Blackmagic Fusion Simple Expressions-Cookbook + Tutorial

Sin(us) Cos(inus)

Sin, Cos movement

The sin() and cos() functions are some of the most used Expressions to create movements. Most likely, you are already familiar with what they do, but in a nutshell, they get a seed value and output a number between -1 and +1. Most often the seed value will be time. As we have learned before, time will simply tell us the current frame number.

Let’s look at the most basic example:

Sin() function
Sin() Expression
Point(0.5, sin(time*0.1))

Now the Ellipse will move upwards and downwards between -1 and 1. I have multiplied the time by 0.1 so it’s slower. You can also pair this with a custom control to make this more interactive.

But this is problematic because the sphere is gone for much of the animation, because the bottom edge of the coordinate system is 0 and it travels to -1. Let’s change the Expression to this:

Point(0.5, sin(time*0.1)*0.5+0.5)

Perfect, now it stays within the limits because then the distance is halved and brought up. Just using this and a Trails tool can already get you some cool graphics.

Sin expression and trails tool

cos() will do exactly the same except it starts at a different point. You can see the difference by simply replacing sin with cos in the expression.

Circular movement using sin() and cos()

But as we all know, a straight line is boring, circular movement is where it’s at! Luckily for us, sin() on the Y-Axis and cos() and the X-Axis will create a circle.

The expression will look like this:

Point(cos(time*0.1)*0.5+0.5, sin(time*0.1)*0.5+0.5)

As you can see, it’s really just the same on the X-Axis except I switched sin for cos.

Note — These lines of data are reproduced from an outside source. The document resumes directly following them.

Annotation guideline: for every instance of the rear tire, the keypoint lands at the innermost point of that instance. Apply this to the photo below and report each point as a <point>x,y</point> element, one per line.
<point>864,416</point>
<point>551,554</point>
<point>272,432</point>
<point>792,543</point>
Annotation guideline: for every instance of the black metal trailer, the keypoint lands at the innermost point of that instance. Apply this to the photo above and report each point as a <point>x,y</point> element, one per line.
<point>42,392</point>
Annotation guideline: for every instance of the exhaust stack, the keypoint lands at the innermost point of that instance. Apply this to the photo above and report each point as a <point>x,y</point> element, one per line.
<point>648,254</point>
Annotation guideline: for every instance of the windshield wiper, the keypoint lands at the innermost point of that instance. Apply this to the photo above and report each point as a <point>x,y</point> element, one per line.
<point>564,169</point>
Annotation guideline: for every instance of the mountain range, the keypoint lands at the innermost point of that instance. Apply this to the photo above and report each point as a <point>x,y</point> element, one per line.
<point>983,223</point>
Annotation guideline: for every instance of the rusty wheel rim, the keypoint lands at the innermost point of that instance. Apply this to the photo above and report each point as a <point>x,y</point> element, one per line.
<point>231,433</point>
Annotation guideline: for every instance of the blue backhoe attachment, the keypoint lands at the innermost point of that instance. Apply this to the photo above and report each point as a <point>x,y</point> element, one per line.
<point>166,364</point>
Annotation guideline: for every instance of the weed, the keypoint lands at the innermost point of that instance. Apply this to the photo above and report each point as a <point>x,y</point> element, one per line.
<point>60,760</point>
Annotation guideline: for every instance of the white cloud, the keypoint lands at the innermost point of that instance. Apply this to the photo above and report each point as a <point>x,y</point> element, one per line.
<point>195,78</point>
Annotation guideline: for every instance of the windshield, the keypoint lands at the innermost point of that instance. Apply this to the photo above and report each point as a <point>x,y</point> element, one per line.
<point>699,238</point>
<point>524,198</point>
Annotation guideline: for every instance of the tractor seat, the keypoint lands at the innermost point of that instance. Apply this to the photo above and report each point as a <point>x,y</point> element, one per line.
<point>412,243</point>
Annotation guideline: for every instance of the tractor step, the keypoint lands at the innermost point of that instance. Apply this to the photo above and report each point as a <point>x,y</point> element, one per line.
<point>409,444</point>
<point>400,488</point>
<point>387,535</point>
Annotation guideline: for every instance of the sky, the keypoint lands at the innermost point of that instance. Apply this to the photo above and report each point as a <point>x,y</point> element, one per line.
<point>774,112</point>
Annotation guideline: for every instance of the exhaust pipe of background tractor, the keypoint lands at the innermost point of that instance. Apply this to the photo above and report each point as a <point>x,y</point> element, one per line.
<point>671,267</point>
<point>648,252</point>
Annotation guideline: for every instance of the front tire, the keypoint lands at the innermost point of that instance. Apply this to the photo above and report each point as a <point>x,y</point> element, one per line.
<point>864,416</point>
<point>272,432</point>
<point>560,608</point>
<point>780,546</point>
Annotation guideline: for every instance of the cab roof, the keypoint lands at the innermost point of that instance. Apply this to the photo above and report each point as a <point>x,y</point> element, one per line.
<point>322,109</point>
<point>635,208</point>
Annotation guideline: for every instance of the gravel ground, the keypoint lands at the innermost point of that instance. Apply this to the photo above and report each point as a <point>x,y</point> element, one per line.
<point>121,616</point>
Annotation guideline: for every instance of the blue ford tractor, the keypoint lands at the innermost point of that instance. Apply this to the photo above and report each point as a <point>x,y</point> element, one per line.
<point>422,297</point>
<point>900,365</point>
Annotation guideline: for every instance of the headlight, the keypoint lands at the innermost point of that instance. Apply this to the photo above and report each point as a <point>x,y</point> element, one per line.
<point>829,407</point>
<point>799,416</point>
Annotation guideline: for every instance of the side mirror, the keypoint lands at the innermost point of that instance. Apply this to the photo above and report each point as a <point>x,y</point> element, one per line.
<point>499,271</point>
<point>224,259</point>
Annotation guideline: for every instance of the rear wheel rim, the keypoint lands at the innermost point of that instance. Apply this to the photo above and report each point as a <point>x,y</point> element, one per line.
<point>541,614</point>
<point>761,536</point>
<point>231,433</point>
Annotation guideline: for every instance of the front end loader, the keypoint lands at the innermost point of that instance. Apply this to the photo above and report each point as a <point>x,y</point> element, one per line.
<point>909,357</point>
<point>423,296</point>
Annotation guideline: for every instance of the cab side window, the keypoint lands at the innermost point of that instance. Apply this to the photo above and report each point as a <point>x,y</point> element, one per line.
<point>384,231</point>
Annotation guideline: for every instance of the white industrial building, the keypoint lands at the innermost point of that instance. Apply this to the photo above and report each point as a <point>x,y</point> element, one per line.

circular movement using sin and cos
I have used the Trails tool again to show the movement

But now you might say, “This is an egg, not a circle”. And you are correct, due to Fusion’s relative coordinate system the aspect of the circle will be determined by your resolution. The simple fix is to change the resolution on the ellipse to a square aspect. To this on the Image Tab of the Ellipse tool.

You can also use the Transform tool after the Ellipse to scale it down or reduce the 0.5 multiplier in the Expression to something smaller, so it doesn’t touch the edges.

circular movement using sin and cos

Increase the speed of the sin and cos, add a Timespeed tool to slow it down and you’ve got yourself a great loading or buffering animation:

circular movement using sin and cos and creating buffering animation
sin() in a Custom tool

Of course, what’s possible in an Expression can be used in a Custom tool, too. It’s also cool to visualize sin().

Just adding the simple Expression:

c1*sin(x*n1*time)

into the color channels of the custom tool will give us these trippy lines that get smaller and smaller:

sin() in a custom tool

n1 is the first number control on the custom tool and can be used to change the frequency/speed.

If we don’t want them to get smaller over time we can add the seed instead of multiplying:

c1*sin(x*n1+time*n2)

n1 changes frequency, n2 the speed. You probably need very high numbers to see differences. Now we get something like this:

sin() in a custom tool

And if we feed this into the second input of a Displace tool, we can get actual sinus waves, or simply displace our image in a sinus pattern:

sin() in a custom tool

Now, this was quite a long blog post and if you’ve read everything, amazing! You will know more about Expressions than most people. Some parts of this post are a little crunched and shorter in explanation as I usually like, but this post was in my drafts for several months now and needed to be published at some point.

Hopefully, this was useful to you and I will update this post if I find the time and more Expressions to cover.